I spent those months, if my diary is to be believed, writing a treatise on New York's subway rats, and almost broke my ankle trying to learn to dance 'trip hop' style after a brush with exuberance led me to get a set of Afro-style cornrow braids on my head that I've never, ever lived down.

I also complained bitterly every week when the Irish bar manager (sadly, now dead) where I worked in Manhattan confiscated my wages, leaving me to survive on my tips.

I railed against the injustice, but the docking of my wages paid for my rent in my final year at Trinity.

We partied, for sure, as young people do. And my diary records many social events, including a notable success of securing a meal at 3am at the drive-thru window of a Burger King outlet in Boston - we were walking at the time, much to the bemusement of the cars in front and behind us.

But we worked so bloody hard, too, with one particularly hormonal entry complaining that trying to save money in New York is "cruel and ruthless".

We also used the limited time we had on our J-1s to further our fledgling career paths and try to make connections that would stand the test of time, which, in many cases, they have.

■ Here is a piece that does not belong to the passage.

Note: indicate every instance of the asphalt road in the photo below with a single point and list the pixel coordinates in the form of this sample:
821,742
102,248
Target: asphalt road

It was in New York, as in all parts of the US, that we learned the value of networking. It was there that we got caught up in the American Dream, a mirage in some respects. But we returned home with less of the begrudgery that, as a country, we sometimes bear, and instilled with a belief that we could succeed regardless of our baggage or backgrounds.

We learned so much about culture - American and so many others that live side-by-side in the melting pot that is New York. Our J-1 cultural guide might offend the New York Times: we were informed that Americans don't tolerate nudity in public (who does?), can be very rude (they can seem to be), and that ignorance about life outside of the US is widely common (it was).

But it was nothing compared to the cultural shock you got when innocently asking a US citizen had they any craic, raising alarm that Ireland's brightest and best were, in fact, peddling cocaine and heroin during their summer sojourn.

Most importantly of all, J-1ers are ambassadors.

Ambassadors for ourselves, our families and our country.

Young emissaries on a special mission to achieve their individual potentials, J-1 students are plenipotentiaries vested with their own power to earn, learn and return home with new insights and experiences to enrich us all.

That is why we mourn the Berkeley dead, why our grief is both personal and universal.

We mourn the tragic loss of their potential and how they may have changed our lives with their life-changing J-1 experience.